Good morning everyone.
I would like to rescue the virus from clones.
Now I have 4 inserts of DNA.
DNA 1: ~4.5kb (digested by AscI/PacI)
DNA 2: ~4.7kb (digested by PacI/KpnI)
DNA 3: ~4.5kb (digested by KpnI/NaeI)
DNA 4: ~7.4kb (digested by NaeI/BamHI)
My vector has a size of ~14kb (digested by AscI/BamHI)
I did ligase by T4 DNA ligase kit with 225ng of vector and ratio vector:insert=1:3 for each insert DNA. The ligation mixture was incubated at 14oC for 20h and transformed it to DH10B by electroporation. The condition of the electrical pulse is 25uF, 2.5kV & 200Ω with 0.2cm cuvette.

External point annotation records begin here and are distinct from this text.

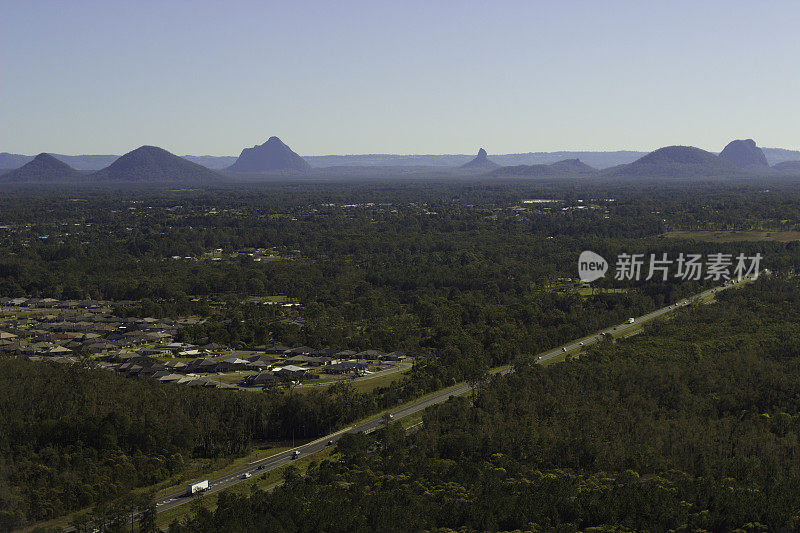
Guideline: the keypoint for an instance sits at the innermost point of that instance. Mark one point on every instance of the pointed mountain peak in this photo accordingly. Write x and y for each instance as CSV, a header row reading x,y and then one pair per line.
x,y
481,161
43,167
271,156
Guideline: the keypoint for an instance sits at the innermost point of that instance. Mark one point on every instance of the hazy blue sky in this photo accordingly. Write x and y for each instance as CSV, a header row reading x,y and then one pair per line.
x,y
336,77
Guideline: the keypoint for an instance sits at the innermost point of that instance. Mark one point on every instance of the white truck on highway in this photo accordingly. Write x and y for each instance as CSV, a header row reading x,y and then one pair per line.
x,y
197,486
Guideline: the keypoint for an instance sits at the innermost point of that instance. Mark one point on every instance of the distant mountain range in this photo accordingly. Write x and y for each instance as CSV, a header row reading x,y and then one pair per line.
x,y
150,164
153,164
481,162
567,167
744,154
272,156
43,168
675,162
599,160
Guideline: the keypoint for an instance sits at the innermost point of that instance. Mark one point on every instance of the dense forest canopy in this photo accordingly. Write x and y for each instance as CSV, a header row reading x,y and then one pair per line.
x,y
691,426
462,276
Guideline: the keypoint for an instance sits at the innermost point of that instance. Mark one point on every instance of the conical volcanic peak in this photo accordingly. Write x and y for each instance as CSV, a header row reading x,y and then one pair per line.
x,y
43,168
271,156
481,161
155,165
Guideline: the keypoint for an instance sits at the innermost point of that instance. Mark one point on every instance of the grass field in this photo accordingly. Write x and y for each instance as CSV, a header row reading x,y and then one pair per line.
x,y
735,236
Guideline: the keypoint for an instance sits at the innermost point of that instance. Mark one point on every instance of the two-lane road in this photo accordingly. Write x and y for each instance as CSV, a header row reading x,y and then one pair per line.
x,y
286,457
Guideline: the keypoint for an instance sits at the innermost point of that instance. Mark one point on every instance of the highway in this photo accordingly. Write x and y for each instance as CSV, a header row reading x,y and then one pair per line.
x,y
286,457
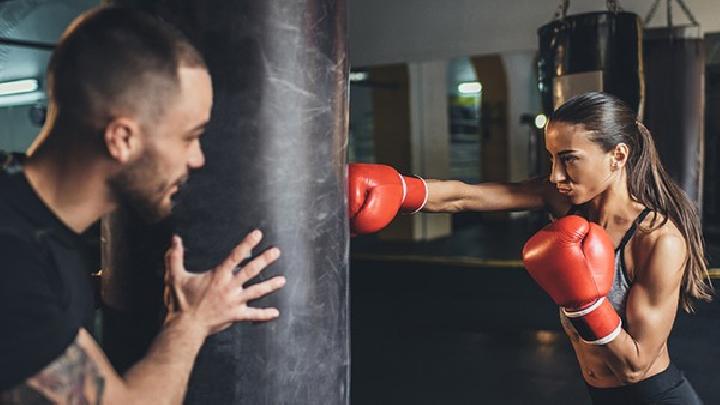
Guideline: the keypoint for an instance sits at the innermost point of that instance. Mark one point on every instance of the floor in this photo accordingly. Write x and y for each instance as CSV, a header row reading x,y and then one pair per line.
x,y
428,328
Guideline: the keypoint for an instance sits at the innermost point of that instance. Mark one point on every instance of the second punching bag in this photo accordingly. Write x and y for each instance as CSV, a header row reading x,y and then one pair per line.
x,y
600,51
675,81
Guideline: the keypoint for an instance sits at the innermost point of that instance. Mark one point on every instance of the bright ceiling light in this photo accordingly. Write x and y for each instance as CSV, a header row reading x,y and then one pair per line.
x,y
358,76
18,87
470,88
540,121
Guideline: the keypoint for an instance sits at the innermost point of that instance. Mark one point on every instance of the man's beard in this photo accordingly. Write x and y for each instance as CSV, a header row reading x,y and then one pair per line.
x,y
140,188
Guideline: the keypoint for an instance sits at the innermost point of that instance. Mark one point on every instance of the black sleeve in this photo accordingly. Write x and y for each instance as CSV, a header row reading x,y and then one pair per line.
x,y
34,329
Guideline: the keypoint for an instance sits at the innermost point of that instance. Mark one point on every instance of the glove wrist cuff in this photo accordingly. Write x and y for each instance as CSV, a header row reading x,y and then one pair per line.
x,y
597,324
416,194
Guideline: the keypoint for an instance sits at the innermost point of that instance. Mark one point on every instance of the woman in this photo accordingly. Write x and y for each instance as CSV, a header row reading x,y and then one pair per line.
x,y
604,168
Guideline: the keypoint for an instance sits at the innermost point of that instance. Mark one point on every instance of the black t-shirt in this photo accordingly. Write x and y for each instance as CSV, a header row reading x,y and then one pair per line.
x,y
46,294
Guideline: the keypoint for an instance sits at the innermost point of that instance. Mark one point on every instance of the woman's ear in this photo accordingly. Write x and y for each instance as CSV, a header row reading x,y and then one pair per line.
x,y
122,139
620,155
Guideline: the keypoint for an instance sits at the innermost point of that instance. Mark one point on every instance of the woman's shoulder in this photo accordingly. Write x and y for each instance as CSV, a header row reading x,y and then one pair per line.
x,y
659,244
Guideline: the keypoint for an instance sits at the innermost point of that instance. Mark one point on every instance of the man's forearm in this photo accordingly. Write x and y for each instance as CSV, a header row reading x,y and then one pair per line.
x,y
161,377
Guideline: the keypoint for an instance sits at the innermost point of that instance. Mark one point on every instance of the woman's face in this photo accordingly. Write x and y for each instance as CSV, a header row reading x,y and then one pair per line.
x,y
581,170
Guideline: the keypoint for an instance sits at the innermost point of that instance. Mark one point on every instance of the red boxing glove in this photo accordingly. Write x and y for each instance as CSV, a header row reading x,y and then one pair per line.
x,y
378,192
573,260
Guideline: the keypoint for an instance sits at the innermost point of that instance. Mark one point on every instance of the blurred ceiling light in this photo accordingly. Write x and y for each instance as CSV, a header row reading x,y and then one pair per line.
x,y
18,87
22,99
540,121
470,88
358,76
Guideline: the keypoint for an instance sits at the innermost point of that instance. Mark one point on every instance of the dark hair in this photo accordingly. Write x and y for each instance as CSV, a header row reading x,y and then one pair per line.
x,y
114,60
611,122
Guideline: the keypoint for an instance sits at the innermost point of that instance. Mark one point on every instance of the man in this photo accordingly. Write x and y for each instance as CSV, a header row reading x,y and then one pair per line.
x,y
128,100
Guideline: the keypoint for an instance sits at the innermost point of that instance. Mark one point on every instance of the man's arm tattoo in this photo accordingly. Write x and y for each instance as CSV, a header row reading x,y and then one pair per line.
x,y
73,378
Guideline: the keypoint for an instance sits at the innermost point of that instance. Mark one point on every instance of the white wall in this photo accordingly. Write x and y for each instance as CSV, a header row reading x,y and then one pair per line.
x,y
391,31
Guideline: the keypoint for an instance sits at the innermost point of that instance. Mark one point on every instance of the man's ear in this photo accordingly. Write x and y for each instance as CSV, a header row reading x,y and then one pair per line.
x,y
122,139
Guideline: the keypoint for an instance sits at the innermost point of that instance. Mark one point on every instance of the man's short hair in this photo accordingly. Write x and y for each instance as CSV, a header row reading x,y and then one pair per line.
x,y
116,60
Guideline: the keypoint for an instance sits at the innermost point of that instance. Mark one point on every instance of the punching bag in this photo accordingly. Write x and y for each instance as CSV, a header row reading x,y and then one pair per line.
x,y
275,160
600,51
675,108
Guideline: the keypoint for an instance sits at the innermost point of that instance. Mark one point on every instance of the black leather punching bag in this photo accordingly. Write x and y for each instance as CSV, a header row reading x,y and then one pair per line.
x,y
599,51
675,107
275,160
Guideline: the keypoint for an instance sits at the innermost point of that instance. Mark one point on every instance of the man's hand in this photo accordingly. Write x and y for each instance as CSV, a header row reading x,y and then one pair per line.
x,y
217,298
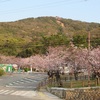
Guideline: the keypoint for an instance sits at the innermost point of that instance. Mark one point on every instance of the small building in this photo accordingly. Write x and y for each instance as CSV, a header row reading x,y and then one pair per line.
x,y
7,67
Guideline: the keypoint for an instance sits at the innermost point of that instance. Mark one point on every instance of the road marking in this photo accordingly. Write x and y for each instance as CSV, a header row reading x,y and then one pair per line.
x,y
18,93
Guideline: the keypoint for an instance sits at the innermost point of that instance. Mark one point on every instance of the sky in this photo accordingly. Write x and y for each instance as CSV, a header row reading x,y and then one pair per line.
x,y
82,10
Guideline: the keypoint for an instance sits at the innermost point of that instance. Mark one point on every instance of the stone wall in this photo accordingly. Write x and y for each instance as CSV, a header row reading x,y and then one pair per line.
x,y
88,93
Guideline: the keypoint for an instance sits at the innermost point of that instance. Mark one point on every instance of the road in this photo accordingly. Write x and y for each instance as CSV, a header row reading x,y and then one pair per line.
x,y
20,86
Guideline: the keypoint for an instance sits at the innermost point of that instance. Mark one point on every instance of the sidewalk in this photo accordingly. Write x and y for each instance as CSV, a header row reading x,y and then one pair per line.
x,y
45,95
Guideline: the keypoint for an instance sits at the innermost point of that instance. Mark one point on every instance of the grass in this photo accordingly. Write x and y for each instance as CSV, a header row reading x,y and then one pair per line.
x,y
64,83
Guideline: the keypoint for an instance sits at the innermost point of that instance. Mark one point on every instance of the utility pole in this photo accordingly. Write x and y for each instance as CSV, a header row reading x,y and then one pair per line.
x,y
89,45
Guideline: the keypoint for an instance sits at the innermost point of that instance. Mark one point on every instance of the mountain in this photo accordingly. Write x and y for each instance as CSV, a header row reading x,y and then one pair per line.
x,y
34,35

After incubating the plate overnight at 37oC, I have many colonies on my plate. I confirm the positive colony by Colony PCR to check the binding between DNA1/2, 2/3 & 3/4. But I had nothing on gel after PCR.
Also, I perform 2-step ligation.
Step 1 is setup ligation DNA1/2 & DNA3/4 with the same incubation condition. I confirmed ligase mixture by gel and see the band that I need. At step 2, I added more buffer, DNA vector and T4 DNA ligase and do the same incubation condition. After transformation, I also had many colonies but after perform Colony PCR, I still had no band on gel.
What should I do?
Thank you everyone for read and reply to my trouble.
This is a very complicated ligation reaction which is not very favorable to obtaining your end product. In particular, I think the limiting steps would be the ligation of the PacI ends (only a two nucleotide AT overhang, a very weak sticky end) and the NaeI ends (blunt end, blunt end ligations are much less efficient than sticky ends). The large size of the end product is also a limiting factor.
As I see it, you have a few options:
1. Switch your cloning strategy to one which is better designed for assembling fragments from multiple inserts such as Golden Gate or Gibson Assembly. If you use Golden Gate, you have to double check and make sure the Type IIS enzyme(s) don't internally cut your fragments or your vector, if they do it may still work but you would have to modify the procedure and make sure that all sticky ends are unique.
2. Use multiple cloning steps with transformations instead of doing it all in one go. You could ligate fragments 1/2 and 3/4 separately into their own unique plasmids (preferably a high copy one, if possible), transform these separately, verify those clones, then extract the 1/2 plasmid and the 3/4 plasmid and cut your fragments out of them, then attempt to do your ligation into your intended plasmid backbone. That would simplify the final ligation from a reaction between 5 separate DNA fragments (4 inserts and vector) to only 3 (1/2 insert, 3/4 insert, and the vector). Importantly, this would also eliminate the inefficient PacI and NaeI ends since they would already be pre-ligated.
3. PCR amplify the entire correct 1/2 ligation product and 3/4 ligation product using primers, then digest the PCR products and do a 3-way ligation similar to #2. Be sure to use a proof reading polymerase that can handle longer fragments and add 5-6 bp of "filler" DNA at the 5' end of your primer since many restriction enzymes cut inefficiently if there's no extra DNA on one end of their cut site. I usually use AAAAAA as the filler sequence on all primer ends since it doesn't increase the primer melting temperature as much and since all the ends are identical it lessens primer dimer formation.
More info on Golden Gate cloning and Gibson Assembly:
https://blog.addgene.org/plasmids-101-golden-gate-cloning
https://blog.addgene.org/plasmids-101-gibson-assembly
As far as your transformants are concerned, I would guess they just contain the wild type vector re-ligated to itself or undigested vector. They may also contain any plasmid you used to generate the inserts, if any of those plasmids contain the same antibiotic resistance as your backbone plasmid. In order to reduce this you have to do extensive digestions and de-phosphorylations of your vector.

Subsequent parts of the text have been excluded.